While the cheapest car insurance policy may save you right now, it may cost you in the future by not giving you all the coverage you need. When shopping and buying a car insurance policy you must make certain that the details of the policy are right for your needs and financial situation. 
Keep the following in mind when pricing out a car insurance policy.

Compare apples to apples

If you’re not shopping for the same exact coverage and limits with each car insurance company, then you’re really comparing apples to pears instead of apples to apples. 
For example, if your cheapest quoted premium is for a liability-only policy with limits of 15/30/5 ($15,000 per person and $30,000 per accident for bodily injury and $5,000 for property damage), then this would explain why it’s hundreds of dollars less than a policy with higher limits and includes collision and comprehensive.  With the higher priced policy, you’re getting much better coverage.
Minimum insurance is not recommended unless you have an older car and no assets to protect.  If your car is financed or leased, you’ll also be required to carry physical damage coverage’s of collision and comprehensive.
If you own a house or have assets that you want to protect, it's recommended you carry liability limits of at least 100/300/50.  If you’re leasing a vehicle 100/300/50 is usually required as your liability limits. Higher limits don’t cost that much extra, but you gain a lot of protection.
Once you know what coverage and limits you want – if you want the same as you currently have pull out your policy and use it as a guideline -- only shop for those specifically so that you know you’re comparing the same items with each car insurance provider and can truly see which insurer is cheaper.

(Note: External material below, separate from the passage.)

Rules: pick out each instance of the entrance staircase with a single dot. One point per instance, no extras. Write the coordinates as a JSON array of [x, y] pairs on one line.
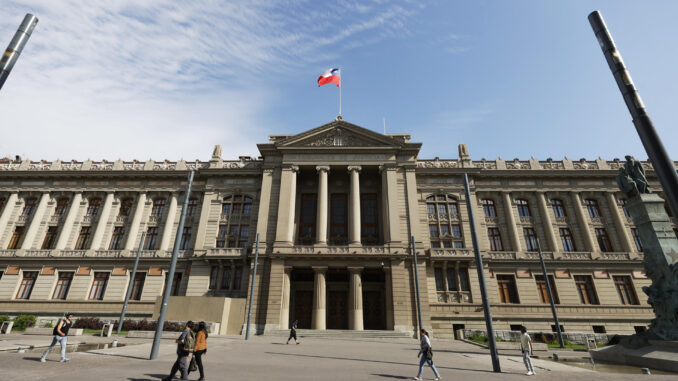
[[342, 334]]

Look for exclusions and restrictions

Even policies that have the same limits and coverage’s may not be equal in other ways.  Some "cheaper" policies will have exclusions or restrictions written in it that help keep the price lower than other car insurance companies by not giving you as many benefits. 
Common restrictions and exclusions to be on the lookout for include:
  • Step-down provision – Allows the insurer to drop down your liability coverage to just state minimum, even if you pay for higher limits, when someone not listed as a driver on your policy (a permissive driver) operates your vehicle.
  • Excludes drivers under 25 – The insurer won't cover an accident if the driver of your vehicle is under the age of 25.  Drivers under this age are riskier (more likely to be in accidents) so by excluding coverage for these individuals the insurer is able to reduce your rates.
  • No coverage for permissive drivers – Most policies will extend coverage to those outside your household that you give permission to use your car every now and then, but some do not and only cover listed drivers.
  • Coverage doesn't extend to a rental car – Personal auto policies normally will cover a rental car with the same liability and collision coverage you have on you insured vehicle, but some cheaper companies do not extend a rental car any coverage.
It may be that nothing on an insurer's exclusion or restriction list bothers you, and in that case the policy may be fine for you to buy at a bargain rate.  Just make sure you’re fully aware of what your policy does and doesn’t cover so there won't be surprised down the road.
For instance, if you go with the company that has the cheapest rate and don't take the time to read through the exclusions only to find out after you've crashed your rental car that coverage doesn't extend to the rental you could easily be out tens of thousands of dollars.  Your cheap insurance policy doesn’t look so good now.

Research the company

The cheapest quote could be with a car insurance company you haven't heard of before.  There is nothing wrong with that -- there are lesser known insurers that are perfectly fine to buy from -- but you should check any insurer’s financial strength and customer service ratings before purchasing a policy.